Priority task #2809
closedImprove import tasks from CSV - handle BOM
100%
Description
When the CSV contains BOM (https://en.wikipedia.org/wiki/Byte_order_mark), which is very usual for files created on Windows, then the file can't be imported and the exception is very misleading, it says that the column is not found.
The BOM is almost nowhere visible - not on Windows, not in vim, not in "less" command. It can be seen during diff.
Please support also files with BOM, so it gets ignored during import.

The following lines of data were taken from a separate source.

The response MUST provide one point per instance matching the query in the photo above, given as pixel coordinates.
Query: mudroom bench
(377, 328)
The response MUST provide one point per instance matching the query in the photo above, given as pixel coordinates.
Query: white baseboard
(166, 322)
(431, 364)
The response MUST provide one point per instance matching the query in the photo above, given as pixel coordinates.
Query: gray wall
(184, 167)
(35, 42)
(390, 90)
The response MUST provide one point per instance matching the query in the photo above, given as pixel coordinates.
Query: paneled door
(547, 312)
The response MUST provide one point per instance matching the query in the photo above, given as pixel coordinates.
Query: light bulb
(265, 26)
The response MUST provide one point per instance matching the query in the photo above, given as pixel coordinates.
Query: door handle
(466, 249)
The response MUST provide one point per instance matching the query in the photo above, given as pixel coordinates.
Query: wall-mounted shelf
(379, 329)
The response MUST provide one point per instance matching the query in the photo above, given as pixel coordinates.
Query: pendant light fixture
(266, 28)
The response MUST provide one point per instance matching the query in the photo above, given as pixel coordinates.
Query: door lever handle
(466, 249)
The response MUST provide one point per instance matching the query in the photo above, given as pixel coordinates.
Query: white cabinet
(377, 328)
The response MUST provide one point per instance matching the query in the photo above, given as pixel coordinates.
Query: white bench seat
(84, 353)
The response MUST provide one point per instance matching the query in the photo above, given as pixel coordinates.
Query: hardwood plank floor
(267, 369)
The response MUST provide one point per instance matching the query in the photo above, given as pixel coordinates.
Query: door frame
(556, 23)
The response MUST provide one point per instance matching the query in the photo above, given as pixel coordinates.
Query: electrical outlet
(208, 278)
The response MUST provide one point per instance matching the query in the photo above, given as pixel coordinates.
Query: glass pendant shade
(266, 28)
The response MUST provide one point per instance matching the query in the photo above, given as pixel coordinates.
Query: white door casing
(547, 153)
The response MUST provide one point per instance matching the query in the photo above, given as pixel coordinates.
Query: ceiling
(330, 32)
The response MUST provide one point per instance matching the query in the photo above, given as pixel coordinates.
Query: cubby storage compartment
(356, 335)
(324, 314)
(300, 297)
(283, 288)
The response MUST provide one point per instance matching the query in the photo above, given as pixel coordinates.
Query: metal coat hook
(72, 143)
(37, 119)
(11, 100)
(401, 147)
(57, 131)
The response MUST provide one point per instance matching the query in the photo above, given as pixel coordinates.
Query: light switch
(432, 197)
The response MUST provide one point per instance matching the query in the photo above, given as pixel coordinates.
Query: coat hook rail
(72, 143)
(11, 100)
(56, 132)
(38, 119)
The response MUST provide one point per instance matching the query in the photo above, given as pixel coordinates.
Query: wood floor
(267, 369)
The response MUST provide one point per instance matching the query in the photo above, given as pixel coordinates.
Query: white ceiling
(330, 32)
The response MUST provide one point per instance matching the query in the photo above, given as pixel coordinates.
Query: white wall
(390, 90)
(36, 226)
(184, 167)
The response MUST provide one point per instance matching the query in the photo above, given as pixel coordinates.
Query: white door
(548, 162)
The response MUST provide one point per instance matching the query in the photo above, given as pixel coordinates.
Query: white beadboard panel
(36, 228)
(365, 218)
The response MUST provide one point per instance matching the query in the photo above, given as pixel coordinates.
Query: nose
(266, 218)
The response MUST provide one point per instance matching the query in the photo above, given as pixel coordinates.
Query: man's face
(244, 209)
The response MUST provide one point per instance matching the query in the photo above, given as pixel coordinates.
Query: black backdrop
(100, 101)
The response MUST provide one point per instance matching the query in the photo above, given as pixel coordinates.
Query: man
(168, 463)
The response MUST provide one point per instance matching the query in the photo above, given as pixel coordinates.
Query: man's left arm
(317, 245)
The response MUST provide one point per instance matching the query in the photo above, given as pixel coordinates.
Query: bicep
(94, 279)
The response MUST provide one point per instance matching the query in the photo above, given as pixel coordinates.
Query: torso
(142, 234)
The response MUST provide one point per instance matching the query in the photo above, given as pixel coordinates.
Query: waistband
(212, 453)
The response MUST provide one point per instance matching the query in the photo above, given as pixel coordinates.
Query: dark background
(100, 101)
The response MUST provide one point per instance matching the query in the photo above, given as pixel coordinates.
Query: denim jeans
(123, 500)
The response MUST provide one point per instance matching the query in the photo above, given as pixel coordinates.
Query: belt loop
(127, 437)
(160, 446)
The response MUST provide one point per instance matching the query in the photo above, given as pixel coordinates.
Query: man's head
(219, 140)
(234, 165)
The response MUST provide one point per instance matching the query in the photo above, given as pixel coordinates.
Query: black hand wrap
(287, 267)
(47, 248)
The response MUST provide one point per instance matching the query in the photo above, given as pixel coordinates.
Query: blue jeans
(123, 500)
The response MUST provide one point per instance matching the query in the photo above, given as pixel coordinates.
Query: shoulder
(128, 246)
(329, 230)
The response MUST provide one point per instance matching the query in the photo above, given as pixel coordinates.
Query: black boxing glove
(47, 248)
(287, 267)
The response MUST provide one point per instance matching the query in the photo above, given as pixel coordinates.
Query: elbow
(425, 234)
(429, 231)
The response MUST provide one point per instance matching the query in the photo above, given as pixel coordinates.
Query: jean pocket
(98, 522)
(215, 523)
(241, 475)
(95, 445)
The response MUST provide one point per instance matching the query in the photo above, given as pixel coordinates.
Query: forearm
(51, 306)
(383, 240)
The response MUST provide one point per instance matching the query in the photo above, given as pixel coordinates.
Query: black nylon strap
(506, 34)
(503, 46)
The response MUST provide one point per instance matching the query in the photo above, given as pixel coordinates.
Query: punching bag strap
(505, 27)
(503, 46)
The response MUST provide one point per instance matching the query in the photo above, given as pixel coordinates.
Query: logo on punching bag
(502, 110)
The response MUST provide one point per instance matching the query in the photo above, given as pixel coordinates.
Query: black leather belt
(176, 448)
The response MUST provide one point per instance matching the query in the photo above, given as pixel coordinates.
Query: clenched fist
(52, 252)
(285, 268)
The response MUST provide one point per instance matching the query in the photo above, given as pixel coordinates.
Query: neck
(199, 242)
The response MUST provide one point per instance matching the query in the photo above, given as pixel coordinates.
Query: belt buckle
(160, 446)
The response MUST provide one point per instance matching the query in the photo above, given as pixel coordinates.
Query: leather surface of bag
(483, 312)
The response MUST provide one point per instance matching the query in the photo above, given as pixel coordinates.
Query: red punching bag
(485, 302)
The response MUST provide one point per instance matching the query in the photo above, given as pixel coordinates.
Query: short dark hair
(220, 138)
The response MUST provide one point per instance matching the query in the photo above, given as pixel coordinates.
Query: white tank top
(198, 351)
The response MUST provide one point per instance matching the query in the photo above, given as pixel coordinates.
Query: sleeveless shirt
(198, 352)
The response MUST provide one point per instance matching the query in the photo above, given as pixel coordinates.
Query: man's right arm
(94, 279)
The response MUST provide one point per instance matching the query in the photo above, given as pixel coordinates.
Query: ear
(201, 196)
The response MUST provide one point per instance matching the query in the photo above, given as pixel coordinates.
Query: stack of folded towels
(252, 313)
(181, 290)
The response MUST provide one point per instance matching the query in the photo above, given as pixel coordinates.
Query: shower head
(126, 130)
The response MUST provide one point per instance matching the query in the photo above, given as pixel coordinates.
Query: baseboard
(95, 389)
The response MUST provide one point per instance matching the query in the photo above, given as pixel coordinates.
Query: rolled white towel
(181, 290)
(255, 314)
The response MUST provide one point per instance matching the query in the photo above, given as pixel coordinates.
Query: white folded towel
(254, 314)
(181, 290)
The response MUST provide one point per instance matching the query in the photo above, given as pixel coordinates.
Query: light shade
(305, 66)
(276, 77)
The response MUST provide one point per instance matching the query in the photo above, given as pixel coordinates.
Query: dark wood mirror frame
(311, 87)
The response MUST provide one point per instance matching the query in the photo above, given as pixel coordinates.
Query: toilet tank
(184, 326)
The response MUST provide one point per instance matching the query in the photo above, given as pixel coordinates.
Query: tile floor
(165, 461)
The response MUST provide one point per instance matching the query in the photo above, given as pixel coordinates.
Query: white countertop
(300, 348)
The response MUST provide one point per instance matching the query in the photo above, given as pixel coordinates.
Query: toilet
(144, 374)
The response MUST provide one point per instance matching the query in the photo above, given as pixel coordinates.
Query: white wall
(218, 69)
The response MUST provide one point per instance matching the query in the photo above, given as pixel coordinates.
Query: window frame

Workaround: add some first dummy column to the file, all other columns will be handled well. If the task supports dummy columns.
Related issues
Updated by Alena Peterová over 3 years ago
- Related to Feature #1746: Configurable encoding, support for BOM added
Updated by Tomáš Doischer over 3 years ago
- Assignee set to Tomáš Doischer
- Target version set to 3.2.0
This should be quite straightforward because BOMInputStream handles BOM only if present and so there should be no need to handle exceptions if the original reader fails (https://commons.apache.org/proper/commons-io/apidocs/org/apache/commons/io/input/BOMInputStream.html). But this needs to be tested.
Updated by Tomáš Doischer over 3 years ago
- Status changed from New to Needs feedback
- % Done changed from 0 to 80
Support for BOM in CSV was added. I also added a test - there is now a file with BOM (created in Sublime Text). I added the test for one of the tasks which extends AbstractCsvImportTask, not for AbstractCsvImportTask itself because that would be a bit of pain to do.
I didn't touch ImportAutomaticRoleAttributesFromCSVExecutor because it is obsolete. I also didn't change the documentation - this was a bug which was not mentioned before.
Code in branch: https://github.com/bcvsolutions/czechidm-extras/compare/doischer/2809-fix-issues-with-bom-in-csv-imports
@apeterova, can you give me feedback please?
Updated by Peter Štrunc over 3 years ago
- Status changed from Needs feedback to Closed
- Assignee changed from Tomáš Doischer to Peter Štrunc
- % Done changed from 80 to 100
LGTM, thanks for this fix. Merged it to develop.